I don’t recall ever making a New Year’s resolution. Perhaps I had to come up with one as a school assignment once but, if so, I certainly never tried to accomplish it. The whole practice seems rather trite to me, and when I’ve brought up the idea in a sermon or devotion, my purpose was to illustrate our failures as sinful people. After all, most New Year’s resolutions quickly become failed resolutions. I wonder if I’ve been too cynical, however. It is true that our lives are filled with certain day-to-day hopes. We have hopes for tomorrow, hopes for our relationships, hopes for improvement. These hopes energize us and are the reasons that so many people do make New Year’s resolutions.

But if these small hopes were all that we had, then our resolutions really would be worthless and, ultimately, meaningless. We do, however, have other, greater hopes—greater both in effectiveness and in impact. One great hope is based in the past, found on the cross of Calvary and in an empty tomb. The death and resurrection of our Savior gives us a certain hope for the forgiveness of every sin and release from any guilt. Our other great hope is based in the future—in a King returning as He promised to judge both the living and the dead and to receive us into an eternal kingdom.

As the new year naturally presents us with the opportunity to both review the past and look forward to the future, let’s use this moment to set our minds on these two great hopes. Look to the past and consider the resolve of your Savior to endure the cross for you. Look to the future and consider His continued resolve to come again and take you to Himself, that where He is you also may be.

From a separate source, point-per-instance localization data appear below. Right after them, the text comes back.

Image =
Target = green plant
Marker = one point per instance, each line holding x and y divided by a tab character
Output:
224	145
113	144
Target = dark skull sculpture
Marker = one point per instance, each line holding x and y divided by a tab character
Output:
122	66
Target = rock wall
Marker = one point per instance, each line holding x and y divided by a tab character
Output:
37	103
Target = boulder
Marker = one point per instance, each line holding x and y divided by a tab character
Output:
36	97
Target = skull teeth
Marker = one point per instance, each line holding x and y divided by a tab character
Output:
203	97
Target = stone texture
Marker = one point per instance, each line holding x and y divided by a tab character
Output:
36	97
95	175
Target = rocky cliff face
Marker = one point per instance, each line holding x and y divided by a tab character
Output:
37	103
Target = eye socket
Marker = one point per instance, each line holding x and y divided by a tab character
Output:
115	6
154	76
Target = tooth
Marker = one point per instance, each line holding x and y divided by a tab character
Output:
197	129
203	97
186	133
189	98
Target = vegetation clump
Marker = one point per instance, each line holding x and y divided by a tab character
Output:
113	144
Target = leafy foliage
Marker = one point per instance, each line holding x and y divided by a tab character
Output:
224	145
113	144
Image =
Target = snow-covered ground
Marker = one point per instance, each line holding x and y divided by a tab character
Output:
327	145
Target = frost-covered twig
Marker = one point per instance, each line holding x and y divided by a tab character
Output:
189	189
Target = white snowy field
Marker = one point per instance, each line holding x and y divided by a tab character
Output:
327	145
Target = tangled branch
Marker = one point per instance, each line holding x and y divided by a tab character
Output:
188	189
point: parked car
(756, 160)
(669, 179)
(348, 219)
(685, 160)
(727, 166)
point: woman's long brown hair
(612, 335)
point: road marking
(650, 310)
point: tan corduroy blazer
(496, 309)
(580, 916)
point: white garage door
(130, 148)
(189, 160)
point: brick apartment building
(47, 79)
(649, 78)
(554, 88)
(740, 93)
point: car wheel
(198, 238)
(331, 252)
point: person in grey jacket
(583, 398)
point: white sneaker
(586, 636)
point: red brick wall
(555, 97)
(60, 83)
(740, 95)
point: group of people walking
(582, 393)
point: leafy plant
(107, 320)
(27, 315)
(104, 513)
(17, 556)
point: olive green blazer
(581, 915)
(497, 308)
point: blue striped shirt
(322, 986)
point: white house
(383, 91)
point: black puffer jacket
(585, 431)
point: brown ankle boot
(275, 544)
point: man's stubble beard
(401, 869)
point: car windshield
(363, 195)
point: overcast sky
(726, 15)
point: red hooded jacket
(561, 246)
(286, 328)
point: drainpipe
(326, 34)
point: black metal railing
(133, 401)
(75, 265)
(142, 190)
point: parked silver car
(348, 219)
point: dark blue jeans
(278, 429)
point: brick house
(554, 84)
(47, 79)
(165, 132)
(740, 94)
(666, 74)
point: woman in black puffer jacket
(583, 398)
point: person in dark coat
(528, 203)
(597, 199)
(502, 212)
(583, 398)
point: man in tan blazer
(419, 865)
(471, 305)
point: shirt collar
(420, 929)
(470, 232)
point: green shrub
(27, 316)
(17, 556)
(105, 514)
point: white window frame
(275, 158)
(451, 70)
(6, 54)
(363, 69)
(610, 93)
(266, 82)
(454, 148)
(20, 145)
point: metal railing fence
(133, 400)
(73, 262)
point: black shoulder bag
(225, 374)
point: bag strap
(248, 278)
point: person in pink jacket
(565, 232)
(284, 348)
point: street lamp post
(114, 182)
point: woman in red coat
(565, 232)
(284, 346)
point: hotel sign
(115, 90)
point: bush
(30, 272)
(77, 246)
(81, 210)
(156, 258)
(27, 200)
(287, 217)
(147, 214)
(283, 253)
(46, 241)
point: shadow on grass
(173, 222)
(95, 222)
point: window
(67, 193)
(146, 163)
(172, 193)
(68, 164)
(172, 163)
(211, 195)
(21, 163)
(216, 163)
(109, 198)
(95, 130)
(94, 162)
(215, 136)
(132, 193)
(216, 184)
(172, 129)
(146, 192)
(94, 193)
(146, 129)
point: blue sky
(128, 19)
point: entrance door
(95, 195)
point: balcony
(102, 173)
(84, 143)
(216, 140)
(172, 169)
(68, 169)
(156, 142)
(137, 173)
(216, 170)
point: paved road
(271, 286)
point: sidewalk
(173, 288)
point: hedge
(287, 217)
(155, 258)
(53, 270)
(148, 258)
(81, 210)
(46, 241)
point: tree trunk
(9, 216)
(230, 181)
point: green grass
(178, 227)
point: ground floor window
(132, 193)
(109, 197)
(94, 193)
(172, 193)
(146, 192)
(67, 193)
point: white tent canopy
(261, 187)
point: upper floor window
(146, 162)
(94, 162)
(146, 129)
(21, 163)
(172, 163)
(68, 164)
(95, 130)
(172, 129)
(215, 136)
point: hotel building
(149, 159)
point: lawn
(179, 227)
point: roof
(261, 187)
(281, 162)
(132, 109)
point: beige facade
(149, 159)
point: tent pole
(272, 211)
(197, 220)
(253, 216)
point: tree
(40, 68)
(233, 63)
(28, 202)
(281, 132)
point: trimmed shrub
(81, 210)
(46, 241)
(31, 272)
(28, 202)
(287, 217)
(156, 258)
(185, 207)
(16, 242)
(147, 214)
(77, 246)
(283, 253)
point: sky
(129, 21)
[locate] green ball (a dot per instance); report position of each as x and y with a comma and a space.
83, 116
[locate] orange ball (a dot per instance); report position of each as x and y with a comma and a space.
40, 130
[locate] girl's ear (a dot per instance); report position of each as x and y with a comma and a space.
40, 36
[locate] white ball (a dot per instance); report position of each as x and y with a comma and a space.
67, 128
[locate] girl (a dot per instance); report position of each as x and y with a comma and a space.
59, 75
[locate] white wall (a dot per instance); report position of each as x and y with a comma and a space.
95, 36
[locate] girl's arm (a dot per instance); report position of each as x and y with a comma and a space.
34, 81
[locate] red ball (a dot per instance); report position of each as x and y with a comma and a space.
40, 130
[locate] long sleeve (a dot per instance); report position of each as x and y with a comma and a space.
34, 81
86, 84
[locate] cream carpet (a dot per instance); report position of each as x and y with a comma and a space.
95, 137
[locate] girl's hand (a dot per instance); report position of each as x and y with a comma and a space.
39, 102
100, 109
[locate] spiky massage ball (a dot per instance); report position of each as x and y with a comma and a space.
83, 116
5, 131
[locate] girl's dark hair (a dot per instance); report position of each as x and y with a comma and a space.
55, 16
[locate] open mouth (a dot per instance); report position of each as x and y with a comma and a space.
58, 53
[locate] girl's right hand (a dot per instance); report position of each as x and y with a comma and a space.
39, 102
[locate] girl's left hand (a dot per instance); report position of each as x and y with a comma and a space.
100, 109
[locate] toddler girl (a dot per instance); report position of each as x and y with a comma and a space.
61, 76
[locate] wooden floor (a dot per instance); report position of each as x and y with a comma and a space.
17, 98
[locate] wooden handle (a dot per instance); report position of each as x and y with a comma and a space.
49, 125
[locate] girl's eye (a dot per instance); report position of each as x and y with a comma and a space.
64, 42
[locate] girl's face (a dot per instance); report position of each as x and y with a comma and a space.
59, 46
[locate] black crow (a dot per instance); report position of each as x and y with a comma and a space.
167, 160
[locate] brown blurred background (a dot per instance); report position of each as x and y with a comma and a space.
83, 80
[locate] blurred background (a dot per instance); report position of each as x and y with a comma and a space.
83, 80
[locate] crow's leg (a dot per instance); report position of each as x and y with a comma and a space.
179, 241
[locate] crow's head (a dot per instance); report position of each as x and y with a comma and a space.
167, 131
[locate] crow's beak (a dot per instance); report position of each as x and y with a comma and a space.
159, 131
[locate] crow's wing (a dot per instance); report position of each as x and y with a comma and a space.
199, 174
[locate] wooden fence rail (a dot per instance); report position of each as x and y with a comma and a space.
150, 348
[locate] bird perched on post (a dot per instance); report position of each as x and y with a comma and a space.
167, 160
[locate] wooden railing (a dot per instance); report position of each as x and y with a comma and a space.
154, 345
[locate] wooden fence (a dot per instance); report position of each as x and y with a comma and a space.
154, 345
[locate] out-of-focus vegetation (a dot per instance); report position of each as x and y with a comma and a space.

It is with these two hopes that you can march into the new year unbothered by any changes the coming months might bring, since your eternal future has already been secured.

But sandwiched between the past and the future is the present, where you exist. Right now, with these two great hopes anchoring you, your life has new meaning, as do your small, day-to-day hopes. No longer do they need to be tied to such matters as self-improvement, as most New Year’s resolutions are. Rather, your resolutions can reflect the purposes that God has given you in this life: to love God with all your heart, soul, and mind, and to love your neighbor as yourself. And since you are reading these words right now, you have been given the gift of at least some portion of 2024 which you can use to serve God and your neighbor.

So, if you have never made a New Year’s resolution before, think about starting right now. Resolve to spend time each day in God’s Word. Resolve to fight back against that certain temptation with which you have often struggled. Consider those people with whom you may have a strained relationship and resolve to mend that bond with the forgiveness that Christ Jesus has already shown to you.

Will you be successful with your resolutions? Perhaps not any more than most are with their various New Year’s hopes. But remember, this is not the only hope you have. You can still look to the past and remember that Christ has redeemed you from your failures. You can still look to the future and know your salvation has been promised by Him. And because of this, you can treat every day of 2024 as a new beginning, a new year.

Samuel Rodebaugh is pastor of Faith Lutheran Church of Manchester, Missouri.